Pensó que Forbes descendía, en cierta forma, de los perdedores de la historia. Pero en la historia nadie ganaba ni perdía para siempre. Ella deparaba sorpresas. Forbes había hecho lo correcto: retirarse a tiempo. Aquello distinguía a los boxeadores razonables de los irresponsables. Recordó el epitafio en la tumba de Joe Louis, que tanto gustaba a su padre: «Con lo que tuve, hice lo mejor que pude». Buen epitafio, se dijo. Tal vez debía instalarlo en el nicho del viejo para arrancarle una sonrisa del cielo.

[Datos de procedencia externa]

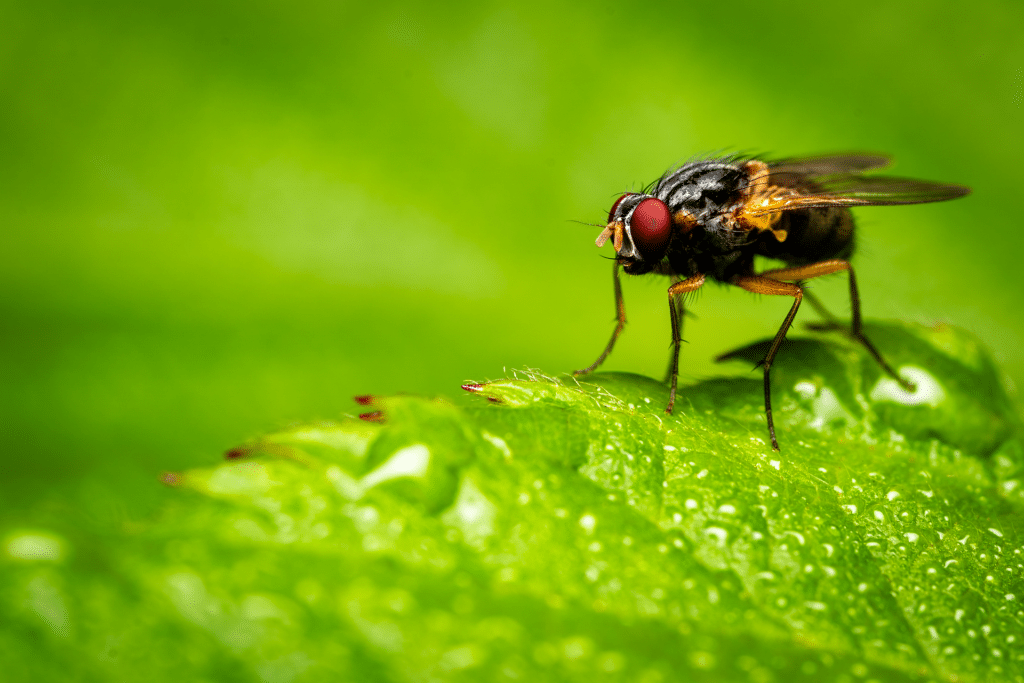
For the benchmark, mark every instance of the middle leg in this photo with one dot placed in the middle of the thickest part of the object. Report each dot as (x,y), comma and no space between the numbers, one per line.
(828,267)
(762,285)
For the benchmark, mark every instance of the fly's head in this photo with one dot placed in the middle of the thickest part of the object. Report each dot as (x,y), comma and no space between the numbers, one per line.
(640,226)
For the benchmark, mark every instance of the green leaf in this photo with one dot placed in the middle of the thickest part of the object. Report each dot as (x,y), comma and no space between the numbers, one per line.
(557,529)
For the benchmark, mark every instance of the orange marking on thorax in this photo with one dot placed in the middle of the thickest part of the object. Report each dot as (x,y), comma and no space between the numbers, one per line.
(763,204)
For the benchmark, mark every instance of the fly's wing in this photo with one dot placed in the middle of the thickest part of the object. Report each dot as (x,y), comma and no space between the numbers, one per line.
(827,181)
(829,165)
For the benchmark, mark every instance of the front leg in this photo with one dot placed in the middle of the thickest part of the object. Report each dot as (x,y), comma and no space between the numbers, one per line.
(621,314)
(677,290)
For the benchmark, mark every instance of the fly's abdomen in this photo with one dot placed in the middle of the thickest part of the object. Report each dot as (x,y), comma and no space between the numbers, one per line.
(812,235)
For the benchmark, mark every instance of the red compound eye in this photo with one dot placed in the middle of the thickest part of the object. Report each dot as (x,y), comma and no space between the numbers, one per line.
(611,214)
(650,227)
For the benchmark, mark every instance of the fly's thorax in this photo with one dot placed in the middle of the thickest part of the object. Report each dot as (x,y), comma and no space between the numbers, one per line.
(702,188)
(813,235)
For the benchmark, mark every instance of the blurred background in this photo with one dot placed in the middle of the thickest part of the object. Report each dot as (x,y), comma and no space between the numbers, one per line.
(220,218)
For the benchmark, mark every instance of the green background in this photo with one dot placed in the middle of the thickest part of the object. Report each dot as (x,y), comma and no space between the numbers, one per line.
(217,219)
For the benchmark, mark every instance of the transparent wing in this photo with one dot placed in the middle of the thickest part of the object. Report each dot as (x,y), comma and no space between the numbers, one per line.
(837,180)
(829,164)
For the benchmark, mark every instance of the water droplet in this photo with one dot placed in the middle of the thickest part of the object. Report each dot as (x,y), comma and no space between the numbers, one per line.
(927,388)
(720,534)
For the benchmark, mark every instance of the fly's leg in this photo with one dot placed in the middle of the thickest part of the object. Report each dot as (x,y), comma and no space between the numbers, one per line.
(676,291)
(763,285)
(681,312)
(621,314)
(830,322)
(828,267)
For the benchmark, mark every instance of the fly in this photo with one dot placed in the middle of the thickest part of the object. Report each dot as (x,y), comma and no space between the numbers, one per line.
(709,219)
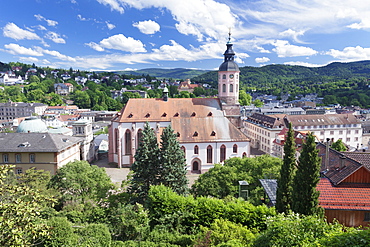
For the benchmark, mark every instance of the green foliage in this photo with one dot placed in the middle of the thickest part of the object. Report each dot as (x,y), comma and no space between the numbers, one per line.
(339,146)
(20,207)
(244,98)
(61,233)
(296,230)
(96,235)
(172,172)
(223,232)
(146,165)
(129,222)
(305,196)
(285,180)
(351,237)
(222,181)
(79,181)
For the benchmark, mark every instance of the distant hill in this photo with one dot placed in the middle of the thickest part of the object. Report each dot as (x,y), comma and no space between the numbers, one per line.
(276,74)
(177,73)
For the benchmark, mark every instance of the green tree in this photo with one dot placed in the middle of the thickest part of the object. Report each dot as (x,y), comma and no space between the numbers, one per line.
(339,146)
(20,207)
(172,172)
(285,180)
(79,181)
(244,98)
(146,166)
(305,196)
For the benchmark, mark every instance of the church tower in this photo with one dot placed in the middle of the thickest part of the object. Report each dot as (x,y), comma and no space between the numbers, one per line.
(228,78)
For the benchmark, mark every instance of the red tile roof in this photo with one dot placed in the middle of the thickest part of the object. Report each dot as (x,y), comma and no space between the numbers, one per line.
(346,196)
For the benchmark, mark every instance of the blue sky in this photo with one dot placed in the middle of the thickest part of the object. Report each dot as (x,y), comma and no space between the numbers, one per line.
(135,34)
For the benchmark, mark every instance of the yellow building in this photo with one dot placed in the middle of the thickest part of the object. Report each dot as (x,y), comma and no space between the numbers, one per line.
(40,150)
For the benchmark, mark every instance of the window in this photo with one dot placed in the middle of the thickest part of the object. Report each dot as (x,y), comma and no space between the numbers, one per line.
(18,158)
(116,140)
(32,158)
(128,142)
(367,216)
(18,170)
(5,158)
(209,154)
(222,153)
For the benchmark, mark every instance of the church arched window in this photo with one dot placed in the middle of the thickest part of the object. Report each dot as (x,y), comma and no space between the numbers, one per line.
(209,154)
(222,153)
(128,142)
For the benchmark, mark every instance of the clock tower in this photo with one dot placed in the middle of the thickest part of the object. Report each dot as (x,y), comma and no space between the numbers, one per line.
(228,78)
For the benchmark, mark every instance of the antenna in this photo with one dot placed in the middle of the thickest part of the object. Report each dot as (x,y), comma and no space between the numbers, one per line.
(229,40)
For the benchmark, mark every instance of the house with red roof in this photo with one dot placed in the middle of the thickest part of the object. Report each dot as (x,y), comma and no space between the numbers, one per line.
(345,186)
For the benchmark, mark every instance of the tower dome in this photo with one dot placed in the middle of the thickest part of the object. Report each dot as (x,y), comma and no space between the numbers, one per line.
(32,125)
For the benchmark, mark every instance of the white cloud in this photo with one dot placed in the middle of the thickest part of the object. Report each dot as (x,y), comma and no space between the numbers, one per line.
(110,25)
(29,59)
(284,49)
(147,27)
(55,37)
(304,64)
(202,18)
(16,49)
(95,46)
(13,31)
(113,4)
(49,22)
(350,53)
(122,43)
(262,59)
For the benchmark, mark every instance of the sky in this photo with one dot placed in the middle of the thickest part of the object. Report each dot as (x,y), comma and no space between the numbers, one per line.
(115,35)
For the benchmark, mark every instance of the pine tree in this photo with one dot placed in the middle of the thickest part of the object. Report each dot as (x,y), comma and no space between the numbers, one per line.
(173,166)
(305,195)
(285,181)
(146,166)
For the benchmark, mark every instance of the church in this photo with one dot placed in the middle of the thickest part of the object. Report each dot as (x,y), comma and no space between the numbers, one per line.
(208,129)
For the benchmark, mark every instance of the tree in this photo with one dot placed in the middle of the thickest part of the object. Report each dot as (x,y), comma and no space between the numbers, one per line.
(146,166)
(285,181)
(172,172)
(244,98)
(20,207)
(79,181)
(339,146)
(305,196)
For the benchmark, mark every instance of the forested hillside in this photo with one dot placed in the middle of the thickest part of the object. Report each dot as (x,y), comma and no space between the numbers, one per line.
(344,83)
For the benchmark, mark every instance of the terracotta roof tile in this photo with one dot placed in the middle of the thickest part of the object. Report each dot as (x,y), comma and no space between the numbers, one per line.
(347,196)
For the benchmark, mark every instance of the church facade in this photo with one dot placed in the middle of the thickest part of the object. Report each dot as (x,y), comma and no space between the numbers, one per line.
(208,129)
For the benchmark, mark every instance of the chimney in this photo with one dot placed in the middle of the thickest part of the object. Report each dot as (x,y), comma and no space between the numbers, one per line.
(165,94)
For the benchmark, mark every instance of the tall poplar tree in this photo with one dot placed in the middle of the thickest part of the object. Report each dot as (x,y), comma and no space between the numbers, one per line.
(172,160)
(146,166)
(285,181)
(305,195)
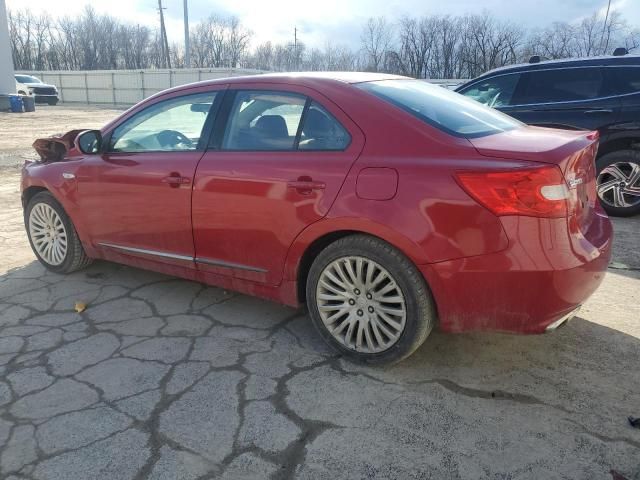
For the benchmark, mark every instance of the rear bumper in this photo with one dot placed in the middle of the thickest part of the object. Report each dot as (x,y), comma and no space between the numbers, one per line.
(549,269)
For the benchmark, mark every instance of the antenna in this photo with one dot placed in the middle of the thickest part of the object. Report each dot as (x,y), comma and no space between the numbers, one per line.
(604,27)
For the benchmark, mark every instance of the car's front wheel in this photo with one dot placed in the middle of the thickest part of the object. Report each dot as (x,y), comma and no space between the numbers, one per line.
(369,301)
(618,182)
(52,236)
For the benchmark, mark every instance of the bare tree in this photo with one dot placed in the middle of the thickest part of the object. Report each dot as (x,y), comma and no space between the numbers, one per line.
(421,47)
(376,42)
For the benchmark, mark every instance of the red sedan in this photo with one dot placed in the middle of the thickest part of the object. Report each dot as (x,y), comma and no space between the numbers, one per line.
(385,204)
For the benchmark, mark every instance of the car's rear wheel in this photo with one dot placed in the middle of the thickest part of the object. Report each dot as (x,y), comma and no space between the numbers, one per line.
(369,301)
(618,182)
(52,236)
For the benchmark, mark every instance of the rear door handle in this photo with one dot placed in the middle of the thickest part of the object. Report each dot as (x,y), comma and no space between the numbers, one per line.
(305,185)
(175,180)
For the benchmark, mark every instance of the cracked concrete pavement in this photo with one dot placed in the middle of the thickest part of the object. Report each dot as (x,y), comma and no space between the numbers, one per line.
(162,378)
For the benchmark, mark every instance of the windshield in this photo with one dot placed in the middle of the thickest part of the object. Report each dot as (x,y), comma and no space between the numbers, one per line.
(27,79)
(446,110)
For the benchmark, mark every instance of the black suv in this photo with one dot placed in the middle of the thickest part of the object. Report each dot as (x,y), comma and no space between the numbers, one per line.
(594,93)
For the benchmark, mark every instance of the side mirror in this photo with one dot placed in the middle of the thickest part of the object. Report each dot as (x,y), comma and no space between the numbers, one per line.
(90,142)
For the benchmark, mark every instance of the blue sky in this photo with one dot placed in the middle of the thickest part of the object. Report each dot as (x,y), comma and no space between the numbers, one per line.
(337,21)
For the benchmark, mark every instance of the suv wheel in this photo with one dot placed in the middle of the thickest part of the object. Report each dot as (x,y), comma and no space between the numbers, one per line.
(618,182)
(368,301)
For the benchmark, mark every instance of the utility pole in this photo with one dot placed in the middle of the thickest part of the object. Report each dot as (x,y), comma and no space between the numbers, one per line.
(7,82)
(187,46)
(295,48)
(164,44)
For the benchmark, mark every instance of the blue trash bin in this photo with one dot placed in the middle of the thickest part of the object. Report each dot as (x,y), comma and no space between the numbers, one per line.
(16,103)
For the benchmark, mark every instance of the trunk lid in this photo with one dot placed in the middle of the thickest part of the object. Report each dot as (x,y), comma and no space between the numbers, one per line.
(574,152)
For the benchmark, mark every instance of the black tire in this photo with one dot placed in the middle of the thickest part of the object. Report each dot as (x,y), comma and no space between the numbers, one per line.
(625,159)
(420,309)
(75,257)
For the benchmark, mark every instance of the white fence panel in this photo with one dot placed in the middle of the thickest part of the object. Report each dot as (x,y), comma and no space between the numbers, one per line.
(127,87)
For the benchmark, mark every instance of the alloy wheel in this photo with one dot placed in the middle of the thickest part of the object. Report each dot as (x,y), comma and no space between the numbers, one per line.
(619,184)
(48,234)
(361,304)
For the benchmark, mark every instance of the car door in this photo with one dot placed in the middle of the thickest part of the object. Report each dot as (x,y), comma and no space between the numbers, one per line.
(280,155)
(137,192)
(625,82)
(565,97)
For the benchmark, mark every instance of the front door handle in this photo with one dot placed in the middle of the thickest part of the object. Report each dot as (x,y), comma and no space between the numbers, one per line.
(175,180)
(598,110)
(305,185)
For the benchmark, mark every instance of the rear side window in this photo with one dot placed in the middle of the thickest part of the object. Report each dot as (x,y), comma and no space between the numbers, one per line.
(441,108)
(320,131)
(626,79)
(562,85)
(495,91)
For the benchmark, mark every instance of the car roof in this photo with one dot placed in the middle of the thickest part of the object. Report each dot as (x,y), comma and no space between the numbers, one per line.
(561,63)
(300,78)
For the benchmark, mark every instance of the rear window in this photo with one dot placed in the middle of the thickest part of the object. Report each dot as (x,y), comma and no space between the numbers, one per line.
(627,79)
(27,79)
(445,110)
(561,85)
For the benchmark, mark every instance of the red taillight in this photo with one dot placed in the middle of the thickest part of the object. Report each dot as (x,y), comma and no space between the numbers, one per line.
(535,192)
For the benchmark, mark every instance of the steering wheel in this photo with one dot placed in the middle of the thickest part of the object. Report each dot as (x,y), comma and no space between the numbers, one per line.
(174,139)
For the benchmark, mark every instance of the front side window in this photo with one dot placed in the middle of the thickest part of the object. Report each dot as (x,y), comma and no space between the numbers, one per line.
(448,111)
(271,121)
(263,121)
(495,91)
(171,125)
(561,85)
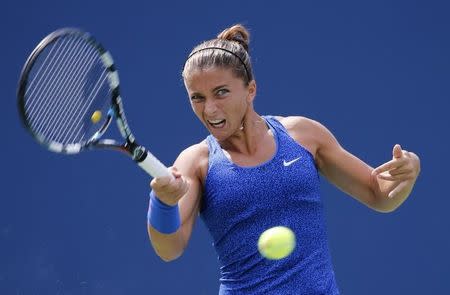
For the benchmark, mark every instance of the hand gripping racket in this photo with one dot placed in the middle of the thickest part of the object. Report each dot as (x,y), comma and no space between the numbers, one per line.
(68,95)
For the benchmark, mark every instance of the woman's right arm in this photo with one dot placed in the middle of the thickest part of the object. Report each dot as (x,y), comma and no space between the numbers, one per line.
(186,190)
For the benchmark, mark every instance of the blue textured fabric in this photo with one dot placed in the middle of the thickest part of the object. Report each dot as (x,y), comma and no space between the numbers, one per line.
(239,203)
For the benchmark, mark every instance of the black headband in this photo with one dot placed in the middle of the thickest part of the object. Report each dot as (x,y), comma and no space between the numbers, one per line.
(220,48)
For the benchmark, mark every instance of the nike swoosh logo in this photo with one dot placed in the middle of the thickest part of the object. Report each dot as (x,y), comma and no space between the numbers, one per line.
(285,164)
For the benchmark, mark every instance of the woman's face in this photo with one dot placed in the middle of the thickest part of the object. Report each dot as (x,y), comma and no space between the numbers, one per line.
(219,99)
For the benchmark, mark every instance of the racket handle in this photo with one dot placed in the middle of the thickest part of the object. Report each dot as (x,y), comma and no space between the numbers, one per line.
(153,166)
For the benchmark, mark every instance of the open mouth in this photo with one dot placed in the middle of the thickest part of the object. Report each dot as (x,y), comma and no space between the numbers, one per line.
(217,123)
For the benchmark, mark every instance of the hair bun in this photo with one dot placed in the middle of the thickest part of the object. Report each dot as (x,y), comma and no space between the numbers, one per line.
(237,33)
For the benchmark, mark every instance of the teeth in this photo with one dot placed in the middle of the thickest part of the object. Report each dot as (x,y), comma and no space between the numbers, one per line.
(216,121)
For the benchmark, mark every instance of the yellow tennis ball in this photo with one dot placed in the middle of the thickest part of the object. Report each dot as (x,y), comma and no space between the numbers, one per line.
(96,116)
(276,242)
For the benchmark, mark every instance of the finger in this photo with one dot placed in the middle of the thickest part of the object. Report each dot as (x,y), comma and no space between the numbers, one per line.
(397,151)
(397,189)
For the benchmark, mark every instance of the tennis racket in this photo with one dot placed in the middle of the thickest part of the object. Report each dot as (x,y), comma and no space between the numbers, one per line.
(68,95)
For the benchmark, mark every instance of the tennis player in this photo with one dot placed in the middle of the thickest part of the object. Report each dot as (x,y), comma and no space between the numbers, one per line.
(254,172)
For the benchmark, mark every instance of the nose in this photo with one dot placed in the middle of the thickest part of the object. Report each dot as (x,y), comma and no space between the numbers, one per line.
(210,107)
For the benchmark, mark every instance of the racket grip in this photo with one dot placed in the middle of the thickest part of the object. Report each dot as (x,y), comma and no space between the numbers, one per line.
(153,166)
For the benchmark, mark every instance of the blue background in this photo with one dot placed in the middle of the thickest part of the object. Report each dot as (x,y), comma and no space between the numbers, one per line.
(375,73)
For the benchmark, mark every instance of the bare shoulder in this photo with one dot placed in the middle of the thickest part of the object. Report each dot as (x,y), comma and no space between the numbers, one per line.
(193,161)
(309,133)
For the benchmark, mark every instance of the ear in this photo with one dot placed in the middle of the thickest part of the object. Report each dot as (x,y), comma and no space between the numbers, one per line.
(251,91)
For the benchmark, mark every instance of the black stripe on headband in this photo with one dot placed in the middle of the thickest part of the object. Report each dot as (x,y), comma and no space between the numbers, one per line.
(226,50)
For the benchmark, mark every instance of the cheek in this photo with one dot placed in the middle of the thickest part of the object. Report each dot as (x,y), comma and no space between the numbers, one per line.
(197,109)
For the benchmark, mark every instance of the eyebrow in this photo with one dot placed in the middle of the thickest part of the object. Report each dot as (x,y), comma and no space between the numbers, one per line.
(214,89)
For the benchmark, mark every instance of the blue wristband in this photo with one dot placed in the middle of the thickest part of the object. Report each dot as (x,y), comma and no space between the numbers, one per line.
(162,217)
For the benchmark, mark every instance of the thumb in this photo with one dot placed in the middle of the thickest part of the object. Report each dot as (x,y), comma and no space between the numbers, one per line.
(397,151)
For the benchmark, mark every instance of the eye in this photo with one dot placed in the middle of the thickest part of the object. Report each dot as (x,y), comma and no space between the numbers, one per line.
(197,98)
(222,92)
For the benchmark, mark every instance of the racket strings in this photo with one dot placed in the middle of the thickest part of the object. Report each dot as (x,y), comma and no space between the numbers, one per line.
(65,85)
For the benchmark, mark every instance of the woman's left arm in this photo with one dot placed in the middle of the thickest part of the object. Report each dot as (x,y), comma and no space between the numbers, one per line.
(383,189)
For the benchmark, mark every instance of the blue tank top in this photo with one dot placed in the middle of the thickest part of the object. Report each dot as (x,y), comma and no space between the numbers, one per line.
(239,203)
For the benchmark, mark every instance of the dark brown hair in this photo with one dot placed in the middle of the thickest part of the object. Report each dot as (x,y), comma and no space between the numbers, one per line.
(228,50)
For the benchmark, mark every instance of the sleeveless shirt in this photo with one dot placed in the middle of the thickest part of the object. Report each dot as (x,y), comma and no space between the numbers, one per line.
(239,203)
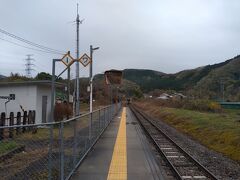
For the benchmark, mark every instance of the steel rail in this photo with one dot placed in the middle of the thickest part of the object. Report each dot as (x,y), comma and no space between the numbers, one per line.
(206,171)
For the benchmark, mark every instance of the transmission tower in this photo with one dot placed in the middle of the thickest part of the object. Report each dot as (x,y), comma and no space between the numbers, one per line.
(29,64)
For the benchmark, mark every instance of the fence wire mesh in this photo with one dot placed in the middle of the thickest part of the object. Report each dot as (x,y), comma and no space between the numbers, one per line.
(51,150)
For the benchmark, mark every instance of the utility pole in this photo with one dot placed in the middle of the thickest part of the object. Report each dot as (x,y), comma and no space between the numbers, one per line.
(29,65)
(77,99)
(91,76)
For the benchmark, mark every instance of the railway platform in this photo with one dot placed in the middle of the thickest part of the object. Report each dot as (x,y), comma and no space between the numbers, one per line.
(123,152)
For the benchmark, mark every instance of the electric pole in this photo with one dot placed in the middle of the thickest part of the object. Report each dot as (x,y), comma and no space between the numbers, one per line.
(29,64)
(91,75)
(77,99)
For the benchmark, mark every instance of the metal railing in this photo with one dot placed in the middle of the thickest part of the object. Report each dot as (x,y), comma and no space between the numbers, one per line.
(52,150)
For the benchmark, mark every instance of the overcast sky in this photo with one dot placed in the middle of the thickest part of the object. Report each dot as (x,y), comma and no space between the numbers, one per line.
(163,35)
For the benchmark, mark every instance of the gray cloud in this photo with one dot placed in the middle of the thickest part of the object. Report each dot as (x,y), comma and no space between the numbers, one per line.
(164,35)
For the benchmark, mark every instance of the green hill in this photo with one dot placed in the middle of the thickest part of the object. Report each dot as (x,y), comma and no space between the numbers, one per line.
(206,81)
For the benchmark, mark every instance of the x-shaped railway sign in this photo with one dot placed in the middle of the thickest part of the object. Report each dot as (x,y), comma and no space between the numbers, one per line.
(85,60)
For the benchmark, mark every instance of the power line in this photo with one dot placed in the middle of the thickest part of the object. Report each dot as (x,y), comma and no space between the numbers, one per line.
(29,47)
(31,43)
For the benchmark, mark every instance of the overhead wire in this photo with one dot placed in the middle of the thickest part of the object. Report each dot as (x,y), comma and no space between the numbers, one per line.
(29,47)
(31,43)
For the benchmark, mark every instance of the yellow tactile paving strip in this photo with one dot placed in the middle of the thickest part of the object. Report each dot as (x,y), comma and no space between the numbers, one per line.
(118,166)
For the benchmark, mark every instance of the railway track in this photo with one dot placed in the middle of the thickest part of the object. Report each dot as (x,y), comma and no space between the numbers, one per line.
(181,164)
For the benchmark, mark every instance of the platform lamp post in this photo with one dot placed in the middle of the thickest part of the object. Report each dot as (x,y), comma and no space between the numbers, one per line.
(91,76)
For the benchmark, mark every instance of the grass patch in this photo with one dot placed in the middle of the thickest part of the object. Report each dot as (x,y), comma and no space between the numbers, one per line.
(218,131)
(6,146)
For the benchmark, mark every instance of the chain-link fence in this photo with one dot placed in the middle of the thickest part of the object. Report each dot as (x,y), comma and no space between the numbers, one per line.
(51,150)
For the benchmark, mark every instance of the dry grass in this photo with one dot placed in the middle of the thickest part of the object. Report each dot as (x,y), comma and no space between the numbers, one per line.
(218,131)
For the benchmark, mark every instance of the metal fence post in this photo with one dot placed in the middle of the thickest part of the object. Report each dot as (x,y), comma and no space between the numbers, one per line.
(2,123)
(90,127)
(18,122)
(11,123)
(61,152)
(75,143)
(104,117)
(50,152)
(99,118)
(24,121)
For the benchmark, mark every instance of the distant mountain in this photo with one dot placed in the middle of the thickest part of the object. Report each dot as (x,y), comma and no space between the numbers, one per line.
(207,81)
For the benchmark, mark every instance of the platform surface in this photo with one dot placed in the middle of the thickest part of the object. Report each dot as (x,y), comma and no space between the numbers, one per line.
(123,152)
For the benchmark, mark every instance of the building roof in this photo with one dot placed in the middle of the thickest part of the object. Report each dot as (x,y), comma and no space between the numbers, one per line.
(29,83)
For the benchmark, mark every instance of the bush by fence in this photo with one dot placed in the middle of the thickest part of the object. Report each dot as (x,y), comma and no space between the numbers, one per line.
(191,104)
(24,118)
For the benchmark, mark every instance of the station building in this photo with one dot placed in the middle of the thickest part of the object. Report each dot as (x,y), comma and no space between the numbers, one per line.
(29,95)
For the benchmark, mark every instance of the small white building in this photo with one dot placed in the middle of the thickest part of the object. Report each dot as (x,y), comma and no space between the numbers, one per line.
(30,95)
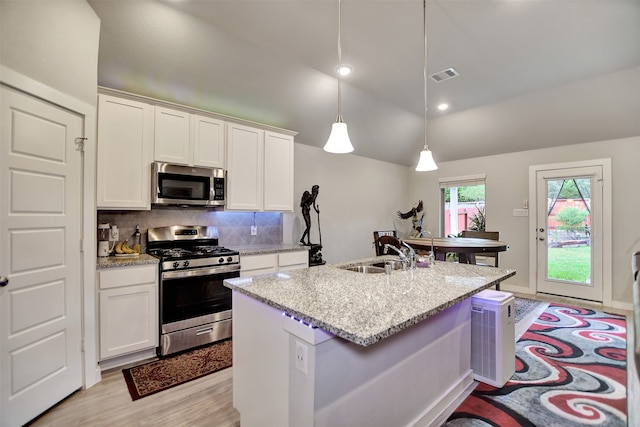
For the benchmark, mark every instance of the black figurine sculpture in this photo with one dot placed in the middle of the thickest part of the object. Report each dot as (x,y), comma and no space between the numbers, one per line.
(308,200)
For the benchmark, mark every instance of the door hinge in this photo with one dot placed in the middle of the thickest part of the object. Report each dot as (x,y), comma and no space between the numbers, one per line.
(80,143)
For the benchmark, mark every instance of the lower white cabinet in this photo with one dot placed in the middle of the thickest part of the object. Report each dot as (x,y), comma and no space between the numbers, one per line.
(128,309)
(251,265)
(293,260)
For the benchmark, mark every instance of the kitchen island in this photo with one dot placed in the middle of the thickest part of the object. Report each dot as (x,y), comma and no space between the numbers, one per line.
(325,346)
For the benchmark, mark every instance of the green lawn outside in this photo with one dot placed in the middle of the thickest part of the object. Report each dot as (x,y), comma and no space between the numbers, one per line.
(572,264)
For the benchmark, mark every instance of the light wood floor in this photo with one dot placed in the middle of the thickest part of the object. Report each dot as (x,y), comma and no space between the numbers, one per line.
(206,401)
(203,402)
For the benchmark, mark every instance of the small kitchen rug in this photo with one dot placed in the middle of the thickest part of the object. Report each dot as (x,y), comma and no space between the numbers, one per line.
(159,375)
(570,371)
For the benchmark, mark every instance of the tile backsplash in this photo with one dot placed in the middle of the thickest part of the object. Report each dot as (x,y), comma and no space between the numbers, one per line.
(234,227)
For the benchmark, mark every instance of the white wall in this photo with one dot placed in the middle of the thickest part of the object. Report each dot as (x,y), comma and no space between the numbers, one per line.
(50,49)
(357,197)
(508,185)
(52,42)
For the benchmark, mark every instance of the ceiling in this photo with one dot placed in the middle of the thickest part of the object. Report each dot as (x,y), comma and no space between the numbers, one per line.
(533,73)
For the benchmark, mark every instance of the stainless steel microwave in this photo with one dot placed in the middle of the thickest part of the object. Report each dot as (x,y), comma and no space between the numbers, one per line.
(173,184)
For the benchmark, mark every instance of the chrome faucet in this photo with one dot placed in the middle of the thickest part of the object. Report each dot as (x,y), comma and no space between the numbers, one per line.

A Joe Louis le asistía la razón. De eso se trata la vida, pensó, de bailotear en el ring esquivando golpes, de danzar con la guardia en alto, lanzando jabs, esquivando, haciendo fintas, manteniendo a distancia al adversario. Solo a veces no había más remedio que imitar a Muhammad Ali y propinar el uppercut demoledor.

—Dime una cosa —dijo pasando a tutearla—. ¿Cómo me ubicaste?

—Ya te lo dije, en la MLA se hablaba de ti —afirmó mirándolo seria a los ojos—. No es usual que un policía meta su nariz en la conferencia para investigar un asesinato.

—Pero ¿quién te dio mis datos?

Soledad se pasó la servilleta por los labios y colocó las manos sobre el mantel. Luego agregó:

—Me pidieron discreción.

—Necesito saberlo. Hay dos muertos de por medio. Tengo que saber qué terreno piso.

Ella soltó un suspiro con la vista baja y dijo:

—Fue el profesor Hugh Malpica. Él me dio tu número. Me aseguró que estarías encantado de conocer a una exasistente del profesor Pembroke. Estás encantado, ¿verdad?